Bir ölünün ardından yapılan geleneksel yas tutma törenlerinin aslında ne kadar önemli ve gerekli olduğunu görüyor musunuz?
Bir sonraki duygu seline girişinizde, o duygudan kurtulmak için hemen üstünüzü giyinip dışarı çıkmak yerine bu sefer bir değişiklik yapıp hissedilmek isteyen duyguyu sahneye çıkartabilir misiniz? O duyguyu yaşamaya direnmek yerine onu özgür bırakabilir misiniz? Ona, onu tanımak için bakabilir misiniz?
Bedeniniz gergin mi o anlarda? Duygularınızı tuttuğunuz için olmalı. Sallanın, çırpının, dövünün, ses çıkartın bağırın çağırın, yastık dövün sizi harekete geçirecek bir şey yapın, yapın ki özgürleşin ve duygularınız da özgürleşsin.

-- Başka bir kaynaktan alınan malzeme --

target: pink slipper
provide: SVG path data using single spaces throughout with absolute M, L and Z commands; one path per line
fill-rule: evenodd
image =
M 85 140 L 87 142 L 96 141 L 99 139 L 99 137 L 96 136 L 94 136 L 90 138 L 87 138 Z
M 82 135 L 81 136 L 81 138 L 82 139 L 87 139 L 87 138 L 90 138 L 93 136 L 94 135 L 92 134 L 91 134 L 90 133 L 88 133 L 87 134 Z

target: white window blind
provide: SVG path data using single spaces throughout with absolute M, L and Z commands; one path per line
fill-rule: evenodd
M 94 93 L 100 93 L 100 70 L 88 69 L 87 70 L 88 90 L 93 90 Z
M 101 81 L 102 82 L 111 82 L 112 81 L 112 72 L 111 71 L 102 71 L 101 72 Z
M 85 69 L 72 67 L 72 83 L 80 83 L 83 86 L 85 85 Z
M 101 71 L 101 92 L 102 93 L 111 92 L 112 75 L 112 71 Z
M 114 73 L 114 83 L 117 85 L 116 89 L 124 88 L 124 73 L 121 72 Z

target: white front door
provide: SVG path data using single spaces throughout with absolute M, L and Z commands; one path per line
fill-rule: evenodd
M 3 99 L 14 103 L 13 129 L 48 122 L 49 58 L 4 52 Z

Didem “Duygular hissedilmek ister” demişti. Tıpkı var olan her şeyin varlığını gerçekleştirmek istediği gibi duygularınıza da kendilerini gerçekleştirme fırsatı vermek ister misiniz?
Yas tutmak gelişmektir. Yas tutmak hafiflik ve özgürlük getirir.
Gölgelerle Yaşamak konusu ilginizi çekti ve daha detaylı bilgi almak isterseniz Son Gölge Bükücü Didem Çivici’nin Wild Woman Academy web sitesini incelemenizi ve kamplarından birine katılmanızı öneririm.
Ek olarak, Debbie Ford’un Işığı Arayanların Karanlık Yanı isimli kitabını da mutlaka okumanızı öneririm. Debbie, bu anlaşılması zor konuyu müthiş örneklerle örerek kafanızda yepyeni kapılar açıyor.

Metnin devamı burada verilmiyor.